Step 6: Clearance certificate (Form 19)
When your debts are paid up, your counsellor issues a Form 19 clearance certificate within seven days, notifies the NCR and all credit bureaus, and the bureaus remove the debt-review flag, typically within about 21 business days. If you settled some creditors directly, give the counsellor your paid-up letters so the certificate can be issued.
The forms at a glance
| Form | Stage | Purpose |
|---|---|---|
| Form 16 | Application | Apply for debt review (section 86) |
| Form 17.2 | Assessment | Notify outcome of the affordability assessment |
| Section 87 order | Court | Make the restructuring legally binding |
| Form 19 | Exit | Clearance certificate once debts are paid |
Frequently asked questions
What is the debt review process step by step?
Apply on Form 16, get an affordability assessment, creditors are notified within five days, a restructuring plan is negotiated, a magistrate's court grants an order under section 87, you pay through a PDA, then receive a Form 19 clearance certificate when done.
What is Form 16 in debt review?
Form 16 is the debt-review application under section 86 of the National Credit Act.
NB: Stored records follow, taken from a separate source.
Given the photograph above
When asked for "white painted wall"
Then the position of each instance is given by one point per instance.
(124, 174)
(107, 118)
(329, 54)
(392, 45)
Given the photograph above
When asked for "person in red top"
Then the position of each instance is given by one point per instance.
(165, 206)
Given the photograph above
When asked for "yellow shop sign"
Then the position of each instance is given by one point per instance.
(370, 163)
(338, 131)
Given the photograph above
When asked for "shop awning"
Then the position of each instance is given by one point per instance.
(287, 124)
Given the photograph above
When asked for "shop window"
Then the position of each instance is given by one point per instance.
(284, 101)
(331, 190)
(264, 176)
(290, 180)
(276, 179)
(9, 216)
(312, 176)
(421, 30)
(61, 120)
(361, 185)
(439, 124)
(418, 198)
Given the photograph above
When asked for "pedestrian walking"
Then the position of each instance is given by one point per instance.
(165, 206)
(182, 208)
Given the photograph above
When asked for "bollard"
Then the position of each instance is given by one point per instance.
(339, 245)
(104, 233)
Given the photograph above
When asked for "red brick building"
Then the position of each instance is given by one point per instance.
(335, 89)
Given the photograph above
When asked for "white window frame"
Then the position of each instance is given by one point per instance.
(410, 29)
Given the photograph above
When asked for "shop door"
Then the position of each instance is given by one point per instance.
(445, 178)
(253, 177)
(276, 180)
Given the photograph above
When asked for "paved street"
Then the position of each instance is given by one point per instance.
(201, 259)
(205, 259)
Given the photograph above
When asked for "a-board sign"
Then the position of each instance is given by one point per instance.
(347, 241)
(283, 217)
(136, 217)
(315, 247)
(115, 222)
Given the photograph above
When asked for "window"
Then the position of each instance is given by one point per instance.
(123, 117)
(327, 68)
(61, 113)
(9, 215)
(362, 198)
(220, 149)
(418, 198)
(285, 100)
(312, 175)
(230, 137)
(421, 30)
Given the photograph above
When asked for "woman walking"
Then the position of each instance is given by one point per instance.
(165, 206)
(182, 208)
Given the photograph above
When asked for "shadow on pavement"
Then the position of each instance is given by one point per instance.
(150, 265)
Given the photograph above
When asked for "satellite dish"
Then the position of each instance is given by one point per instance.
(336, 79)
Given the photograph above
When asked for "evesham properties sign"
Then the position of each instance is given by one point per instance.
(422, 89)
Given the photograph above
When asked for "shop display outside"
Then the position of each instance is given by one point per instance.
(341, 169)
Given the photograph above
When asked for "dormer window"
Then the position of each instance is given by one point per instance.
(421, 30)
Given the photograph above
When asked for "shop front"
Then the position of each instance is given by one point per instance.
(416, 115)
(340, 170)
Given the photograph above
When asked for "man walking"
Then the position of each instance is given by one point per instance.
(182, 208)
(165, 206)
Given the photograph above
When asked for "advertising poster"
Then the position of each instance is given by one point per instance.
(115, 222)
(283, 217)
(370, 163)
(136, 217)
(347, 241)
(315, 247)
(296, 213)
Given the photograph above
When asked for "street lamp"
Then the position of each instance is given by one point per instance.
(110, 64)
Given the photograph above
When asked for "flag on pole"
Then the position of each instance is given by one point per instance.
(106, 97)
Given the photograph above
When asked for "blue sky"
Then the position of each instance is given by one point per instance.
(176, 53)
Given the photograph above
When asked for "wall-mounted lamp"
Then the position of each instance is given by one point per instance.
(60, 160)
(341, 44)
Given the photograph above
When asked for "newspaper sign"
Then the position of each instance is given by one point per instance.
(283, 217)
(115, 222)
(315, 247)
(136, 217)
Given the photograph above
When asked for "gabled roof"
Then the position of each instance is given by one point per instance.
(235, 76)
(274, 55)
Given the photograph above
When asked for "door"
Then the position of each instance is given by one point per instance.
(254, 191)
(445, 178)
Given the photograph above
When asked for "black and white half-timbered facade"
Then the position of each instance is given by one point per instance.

You complete it with your counsellor to formally apply and start the process.
What is section 87 of the National Credit Act?
Section 87 is the stage where a magistrate's court reviews your counsellor's restructuring proposal and makes it a binding court order, locking in your reduced payments and your legal protection.
How long does the debt review process take to start?
Your counsellor must notify creditors within five business days of your application. The protective court order under section 87 usually follows within a couple of months, depending on the court roll and creditor responses.
What is Form 17.2?
Form 17.2 is used during the process to notify the parties of the outcome of your affordability assessment - whether you are found over-indebted and how the debt will be restructured.
What document do I get at the end of debt review?
A Form 19 clearance certificate, issued by your debt counsellor once your debts are paid up. It triggers removal of the debt-review flag from your credit profile.
Can I be turned down for debt review?
Yes. If the affordability assessment shows you can pay your debts normally, you are not over-indebted and debt review may be declined. A counsellor will tell you honestly during the free assessment.